# First EMT job



## elementboy01 (Aug 27, 2009)

So I just landed my first EMT job at Pacific ambulance in San Diego. Any advice orientation starts on Monday. Thanks for your thoughts


----------



## kittaypie (Aug 28, 2009)

KEEP AN OPEN MIND!!!! and breathe...


----------



## FoleyArtist (Aug 28, 2009)

hey congrats. 

how long did it take to land that? here in OC everyone says everyone's hiring but it seems to be mostly smoke up ur a**. i'm getting worried i won't find anything.

good luck to you.


----------



## JonTullos (Aug 28, 2009)

This thread is relevant to my interests, as I'm about to embark on my first EMS job too... on Labor Day. LOL

Good luck to you.  Here's hoping for a good start for the both of us!

Jon


----------



## elementboy01 (Aug 28, 2009)

it took me about three  weeks to find a job. I have my  certs for Orange county also and I know what you mean. I just hopeful because I would like to work there too.


----------



## bunkie (Aug 28, 2009)

Congrats!!!


----------



## motomedic (Aug 28, 2009)

Be the new guy, clean, stock the rig, do all your checks everyday. Use that company as a stepping stone. Get a good foundation and build upon it. be a sponge!! soak up everything. Good luck, Cheers!!


----------



## Akulahawk (Aug 28, 2009)

motomedic said:


> Be the new guy, clean, stock the rig, *do all your checks everyday*. Use that company as a stepping stone. Get a good foundation and build upon it. be a sponge!! soak up everything. Good luck, Cheers!!
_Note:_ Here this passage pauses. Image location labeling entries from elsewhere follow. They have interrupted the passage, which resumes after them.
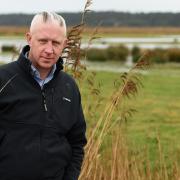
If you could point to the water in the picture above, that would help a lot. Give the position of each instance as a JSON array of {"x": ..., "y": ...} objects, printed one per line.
[{"x": 142, "y": 42}]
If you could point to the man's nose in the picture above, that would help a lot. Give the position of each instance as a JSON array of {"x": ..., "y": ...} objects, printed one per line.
[{"x": 49, "y": 48}]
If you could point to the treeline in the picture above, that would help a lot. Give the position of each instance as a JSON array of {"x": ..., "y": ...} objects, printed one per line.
[
  {"x": 109, "y": 18},
  {"x": 121, "y": 53}
]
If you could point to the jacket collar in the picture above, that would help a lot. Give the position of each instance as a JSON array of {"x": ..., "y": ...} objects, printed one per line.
[{"x": 26, "y": 63}]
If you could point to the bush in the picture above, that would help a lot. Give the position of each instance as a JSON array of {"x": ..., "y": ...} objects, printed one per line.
[
  {"x": 117, "y": 53},
  {"x": 95, "y": 54}
]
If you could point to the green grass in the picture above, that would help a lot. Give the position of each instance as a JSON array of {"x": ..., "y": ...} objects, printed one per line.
[{"x": 157, "y": 105}]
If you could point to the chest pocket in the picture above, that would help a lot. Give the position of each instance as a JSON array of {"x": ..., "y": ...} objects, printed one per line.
[{"x": 63, "y": 107}]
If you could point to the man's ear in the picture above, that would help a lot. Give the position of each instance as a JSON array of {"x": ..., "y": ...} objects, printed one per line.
[{"x": 28, "y": 38}]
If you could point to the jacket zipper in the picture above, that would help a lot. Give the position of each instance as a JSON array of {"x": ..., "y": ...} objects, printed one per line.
[{"x": 44, "y": 100}]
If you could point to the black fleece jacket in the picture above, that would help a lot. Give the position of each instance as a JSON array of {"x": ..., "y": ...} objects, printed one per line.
[{"x": 42, "y": 131}]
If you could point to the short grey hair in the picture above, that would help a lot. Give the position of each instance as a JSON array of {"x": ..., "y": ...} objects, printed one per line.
[{"x": 48, "y": 17}]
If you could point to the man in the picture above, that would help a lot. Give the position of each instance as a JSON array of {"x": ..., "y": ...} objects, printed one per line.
[{"x": 42, "y": 127}]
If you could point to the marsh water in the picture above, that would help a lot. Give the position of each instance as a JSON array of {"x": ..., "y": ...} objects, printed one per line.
[{"x": 142, "y": 42}]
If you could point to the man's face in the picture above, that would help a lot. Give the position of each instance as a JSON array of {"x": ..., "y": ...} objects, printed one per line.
[{"x": 46, "y": 41}]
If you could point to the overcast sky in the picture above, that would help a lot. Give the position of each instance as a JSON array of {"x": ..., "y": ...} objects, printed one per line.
[{"x": 32, "y": 6}]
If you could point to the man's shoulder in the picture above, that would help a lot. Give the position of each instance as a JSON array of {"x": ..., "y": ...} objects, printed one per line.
[{"x": 7, "y": 67}]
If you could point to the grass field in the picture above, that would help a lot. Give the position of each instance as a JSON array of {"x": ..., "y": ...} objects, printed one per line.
[{"x": 157, "y": 118}]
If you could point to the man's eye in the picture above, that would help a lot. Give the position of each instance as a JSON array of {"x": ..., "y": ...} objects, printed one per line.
[
  {"x": 42, "y": 41},
  {"x": 56, "y": 43}
]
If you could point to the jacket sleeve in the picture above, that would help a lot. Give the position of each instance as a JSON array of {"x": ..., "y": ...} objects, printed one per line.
[{"x": 77, "y": 140}]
Do NOT get lazy about this. You don't want to pencil-whip through all the checks only to find out that you're acutely in need of something you're supposed to have...  like on a call or on a CHP or EMS Agency spot check... and have to down the rig... or incur a fine for your company...


----------



## rescue99 (Aug 28, 2009)

elementboy01 said:


> So I just landed my first EMT job at Pacific ambulance in San Diego. Any advice orientation starts on Monday. Thanks for your thoughts



Knock em dead! Well, keep em alive. Um, break a leg. Aw heck, good luck and congratulations on the start of a rewarding and successful career.


----------



## novaboy86 (Sep 1, 2009)

Me too! So glad we're done with orientation!


----------



## exodus (Sep 2, 2009)

Lots of you here now   When are your FTO days?


----------



## mrznewemt (Sep 2, 2009)

congrads!!!


----------



## novaboy86 (Sep 2, 2009)

exodus said:


> Lots of you here now   When are your FTO days?



Friday at 0700 and Monday at 0600. What about you?


----------



## exodus (Sep 3, 2009)

novaboy86 said:


> Friday at 0700 and Monday at 0600. What about you?



I've been here almost 6 months. I'm 273a


----------



## FoleyArtist (Sep 3, 2009)

elementboy01 said:


> it took me about three  weeks to find a job. I have my  certs for Orange county also and I know what you mean. I just hopeful because I would like to work there too.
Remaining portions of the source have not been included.